The two teens, who were diagnosed with Type 1 diabetes (T1D) at nine years old and 14 years old respectively, will represent our state at the biannual event. The goal of Children’s Congress is to raise awareness about T1D and to let Congress and other Federal decision makers know how essential they are in advancing research, ensuring access to affordable insulin and helping JDRF achieve its vision of a world without T1D.

More about our amazing delegates:
Card was diagnosed with T1D in April of 2022, which she describes as the biggest challenge of her life. Leah hit the ground running after her diagnosis and is committed to using her voice to advocate for the T1D community. Leah is a JDRF Youth Advocacy Leader, and recently started a club for people living with T1D at school. She says that she wants the other students living with T1D to know they are not alone and that they have a support system.

Card has been a competitive mountain biker since 2019 and has traveled all over the western United States to compete. One of the first people she shared her T1D diagnosis with was her mountain biking coach, who also lives with the disease. Leah’s coach told her that T1D would become her superpower, which Leah had trouble understanding at first.

“I’ve reflected on his words a lot, and I’ve realized that T1D will make me stronger both physically and emotionally, and that if I can conquer diabetes, I can conquer anything else that comes my way,” Card said.

Hodson describes herself as “a very busy person” and she definitely is. She participates in piano club, winter color guard, Girl Scouts, student council, Model UN, choir, and more. With her love for math and science, she hopes to work in the engineering field as an adult.

Despite her busy schedule, Hodson always finds time to educate people about living with T1D, including serving as a JDRF Youth Ambassador and on her local One Walk Committee. She is excited to head to DC and use her powerful voice to continue to spread awareness about T1D in a meaningful way.

More about Type 1 diabetes:
Type 1 diabetes is an autoimmune disease in which a person’s pancreas stops producing insulin, a hormone that enables people to get energy from food.
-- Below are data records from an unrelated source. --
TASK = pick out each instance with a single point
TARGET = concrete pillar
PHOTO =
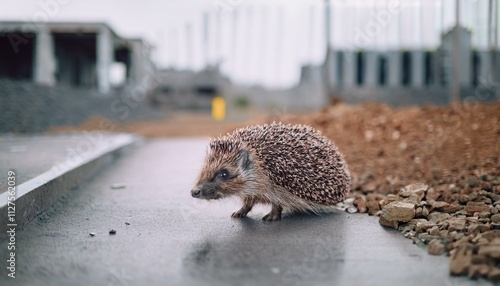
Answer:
(486, 68)
(417, 67)
(44, 64)
(371, 71)
(394, 68)
(350, 68)
(105, 57)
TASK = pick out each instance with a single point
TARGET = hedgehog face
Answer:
(223, 174)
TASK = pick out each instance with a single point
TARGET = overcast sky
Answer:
(261, 42)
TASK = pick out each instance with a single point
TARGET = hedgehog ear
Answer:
(244, 161)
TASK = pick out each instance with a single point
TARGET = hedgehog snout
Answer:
(195, 193)
(205, 191)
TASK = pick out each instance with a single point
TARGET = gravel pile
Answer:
(431, 172)
(26, 107)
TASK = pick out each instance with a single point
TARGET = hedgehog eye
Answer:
(223, 174)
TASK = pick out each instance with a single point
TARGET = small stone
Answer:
(464, 199)
(435, 247)
(494, 273)
(373, 207)
(418, 212)
(495, 218)
(437, 217)
(426, 238)
(360, 203)
(349, 201)
(418, 189)
(413, 198)
(451, 208)
(439, 205)
(476, 271)
(425, 212)
(473, 229)
(484, 227)
(485, 214)
(383, 221)
(473, 207)
(460, 261)
(457, 224)
(118, 186)
(399, 211)
(370, 187)
(351, 210)
(434, 231)
(432, 194)
(490, 250)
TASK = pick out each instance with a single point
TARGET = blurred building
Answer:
(415, 76)
(74, 54)
(188, 89)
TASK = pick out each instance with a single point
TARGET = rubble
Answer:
(437, 181)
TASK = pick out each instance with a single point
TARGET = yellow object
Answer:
(218, 108)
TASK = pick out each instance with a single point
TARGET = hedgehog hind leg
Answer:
(248, 204)
(275, 213)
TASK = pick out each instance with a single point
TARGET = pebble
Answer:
(116, 186)
(435, 247)
(399, 211)
(352, 210)
(495, 218)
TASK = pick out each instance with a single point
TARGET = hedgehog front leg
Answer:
(275, 213)
(248, 203)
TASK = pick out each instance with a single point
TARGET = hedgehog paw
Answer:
(239, 214)
(272, 217)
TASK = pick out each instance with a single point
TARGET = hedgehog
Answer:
(294, 168)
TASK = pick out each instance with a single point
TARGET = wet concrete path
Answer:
(173, 239)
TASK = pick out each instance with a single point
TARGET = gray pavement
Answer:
(31, 155)
(173, 239)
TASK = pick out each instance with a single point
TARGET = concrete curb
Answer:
(39, 193)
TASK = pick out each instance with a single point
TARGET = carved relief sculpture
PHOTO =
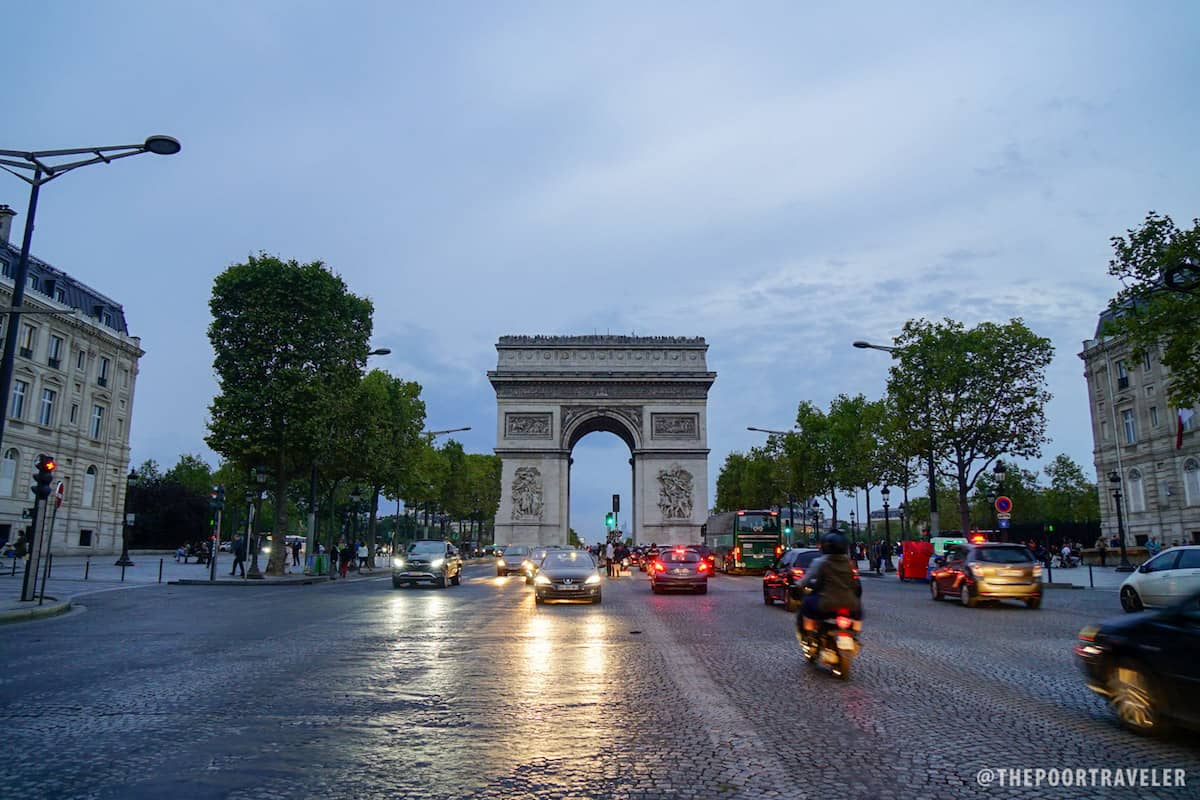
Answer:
(675, 493)
(527, 426)
(527, 501)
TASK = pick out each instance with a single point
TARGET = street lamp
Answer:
(887, 533)
(259, 475)
(37, 162)
(125, 522)
(1115, 482)
(934, 523)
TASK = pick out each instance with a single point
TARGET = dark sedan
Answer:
(784, 578)
(679, 569)
(1147, 666)
(567, 575)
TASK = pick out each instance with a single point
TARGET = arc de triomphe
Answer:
(652, 391)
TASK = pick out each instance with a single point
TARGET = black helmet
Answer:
(833, 543)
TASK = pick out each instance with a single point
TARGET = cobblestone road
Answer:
(357, 690)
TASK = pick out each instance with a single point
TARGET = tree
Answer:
(1149, 312)
(289, 340)
(979, 392)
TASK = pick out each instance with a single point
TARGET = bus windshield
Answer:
(753, 522)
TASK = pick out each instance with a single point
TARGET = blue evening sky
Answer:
(780, 178)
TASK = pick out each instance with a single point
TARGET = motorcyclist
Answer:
(833, 585)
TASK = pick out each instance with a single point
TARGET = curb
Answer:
(35, 612)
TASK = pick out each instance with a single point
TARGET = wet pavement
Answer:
(358, 690)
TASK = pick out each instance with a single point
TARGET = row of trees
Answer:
(971, 396)
(291, 344)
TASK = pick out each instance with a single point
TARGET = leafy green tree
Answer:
(289, 340)
(1153, 317)
(981, 394)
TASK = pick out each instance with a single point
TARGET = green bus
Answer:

It occurs when the body’s immune system attacks and destroys the insulin-producing cells in the pancreas, called beta cells. While its causes are not yet entirely understood, scientists believe that both genetic factors and environmental triggers are involved. Its onset has nothing to do with diet or lifestyle and there is nothing one can do to prevent it, and at present – no cure.

About JDRF:
JDRF’s mission is to accelerate life-changing breakthroughs to cure, prevent and treat T1D and its complications. To accomplish this, JDRF has invested more than $2.5 billion in research funding since our inception. We are an organization built on a grassroots model of people connecting in their local communities, collaborating regionally and globally for efficiency and broader fundraising impact, and uniting on a global stage to pool resources, passion, and energy. We collaborate with academic institutions, policymakers, and corporate and industry partners to develop and deliver a pipeline of innovative therapies to people living with T1D. Our staff and volunteers throughout the United States and our five international affiliates are dedicated to advocacy, community engagement, and our vision of a world without T1D.